# moving to San Diego



## princehalla357 (Jun 11, 2012)

Wanted to know of any PHA lodge i can visit when I move. I hail from buffalo ny. MWPHGL NY ST.JOHNS lodge 16.


----------



## towerbuilder7 (Jun 12, 2012)

*Sup Traveler.............the website for the Prince Hall Affiliated Grand Lodge in Cali is:
mwphglcal.org    

The address is:
Free and Accepted Masons, PHA, State of California, Inc.
9027 S. Figueroa St., Los Angeles, CA, 90003
(323) 242-2393

My Brother, I looked at their website, and they showed TWO subordinate PHA Lodges in San Diego:
Fidelity Lodge #10 and Gibraltar Lodge #58.............No individual websites or phone numbers listed, but I'm sure the Grand Lodge can get you some contact information for the Brothers down there..........Hit me up once you get moved, and let us know how things are down there..............good luck, and keep in touch..............                                                                                                                                                                                            Bro.
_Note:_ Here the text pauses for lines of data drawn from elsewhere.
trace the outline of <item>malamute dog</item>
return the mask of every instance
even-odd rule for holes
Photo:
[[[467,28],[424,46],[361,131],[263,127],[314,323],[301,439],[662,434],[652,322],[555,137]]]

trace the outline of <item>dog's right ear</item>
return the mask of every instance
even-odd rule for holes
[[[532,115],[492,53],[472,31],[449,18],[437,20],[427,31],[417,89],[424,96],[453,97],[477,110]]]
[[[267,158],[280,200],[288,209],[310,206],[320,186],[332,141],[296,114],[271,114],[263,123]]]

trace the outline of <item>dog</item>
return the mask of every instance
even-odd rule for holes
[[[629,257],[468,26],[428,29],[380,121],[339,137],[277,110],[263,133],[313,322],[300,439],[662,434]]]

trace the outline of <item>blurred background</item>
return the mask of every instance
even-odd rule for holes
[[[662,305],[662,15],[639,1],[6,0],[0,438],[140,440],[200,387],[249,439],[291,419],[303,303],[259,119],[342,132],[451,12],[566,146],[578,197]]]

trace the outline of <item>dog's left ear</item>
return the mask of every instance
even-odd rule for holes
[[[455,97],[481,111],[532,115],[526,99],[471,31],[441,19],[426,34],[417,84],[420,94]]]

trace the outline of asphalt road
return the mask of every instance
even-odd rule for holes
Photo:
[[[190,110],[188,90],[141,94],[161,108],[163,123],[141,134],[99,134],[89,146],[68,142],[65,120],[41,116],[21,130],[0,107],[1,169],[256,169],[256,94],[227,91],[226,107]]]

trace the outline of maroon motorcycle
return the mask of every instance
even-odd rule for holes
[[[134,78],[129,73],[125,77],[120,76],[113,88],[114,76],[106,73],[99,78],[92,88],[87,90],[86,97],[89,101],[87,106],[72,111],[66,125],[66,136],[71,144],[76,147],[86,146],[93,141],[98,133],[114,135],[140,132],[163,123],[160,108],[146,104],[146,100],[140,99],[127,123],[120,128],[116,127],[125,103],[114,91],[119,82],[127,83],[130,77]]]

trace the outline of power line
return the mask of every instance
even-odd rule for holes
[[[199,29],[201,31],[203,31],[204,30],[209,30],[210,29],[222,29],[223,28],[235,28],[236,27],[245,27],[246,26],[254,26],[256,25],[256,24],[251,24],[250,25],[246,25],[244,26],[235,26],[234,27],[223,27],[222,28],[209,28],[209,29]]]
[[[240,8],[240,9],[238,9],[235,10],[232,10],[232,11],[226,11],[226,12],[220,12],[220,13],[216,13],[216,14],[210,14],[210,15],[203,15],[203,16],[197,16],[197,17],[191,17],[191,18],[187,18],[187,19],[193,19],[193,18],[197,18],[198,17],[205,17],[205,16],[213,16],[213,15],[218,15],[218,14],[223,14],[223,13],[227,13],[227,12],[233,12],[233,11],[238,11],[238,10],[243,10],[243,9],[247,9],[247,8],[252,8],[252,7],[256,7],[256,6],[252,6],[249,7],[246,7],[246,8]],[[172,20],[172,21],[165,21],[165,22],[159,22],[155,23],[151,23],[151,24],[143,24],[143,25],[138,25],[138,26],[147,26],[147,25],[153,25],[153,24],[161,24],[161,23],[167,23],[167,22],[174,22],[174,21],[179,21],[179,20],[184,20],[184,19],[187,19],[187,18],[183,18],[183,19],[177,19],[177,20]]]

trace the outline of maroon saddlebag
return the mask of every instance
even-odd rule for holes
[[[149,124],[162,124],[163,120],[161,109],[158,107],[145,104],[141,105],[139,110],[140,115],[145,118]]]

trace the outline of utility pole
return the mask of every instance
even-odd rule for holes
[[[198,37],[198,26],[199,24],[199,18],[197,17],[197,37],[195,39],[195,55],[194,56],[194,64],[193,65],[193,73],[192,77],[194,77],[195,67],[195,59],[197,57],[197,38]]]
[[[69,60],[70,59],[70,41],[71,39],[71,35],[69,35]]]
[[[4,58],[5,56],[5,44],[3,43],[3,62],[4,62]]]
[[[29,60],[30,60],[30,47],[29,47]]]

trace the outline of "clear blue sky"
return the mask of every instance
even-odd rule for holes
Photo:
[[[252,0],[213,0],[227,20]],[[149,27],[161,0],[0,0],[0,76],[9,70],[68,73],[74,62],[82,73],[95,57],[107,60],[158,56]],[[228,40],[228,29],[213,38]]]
Vincent C. Jones, Sr., Bayou City Lodge #228, PHA, F&AM, Houston, Texas*


----------



## princehalla357 (Jun 13, 2012)

Definitely will let you know how it's going. Thank you for the quick response, and information. 

Travel light. Brothers


----------



## princehalla357 (Sep 8, 2012)

Hey brother moving in 2 weeks any brothers from San Diego on here? I'm looking for any info on employment thanx


----------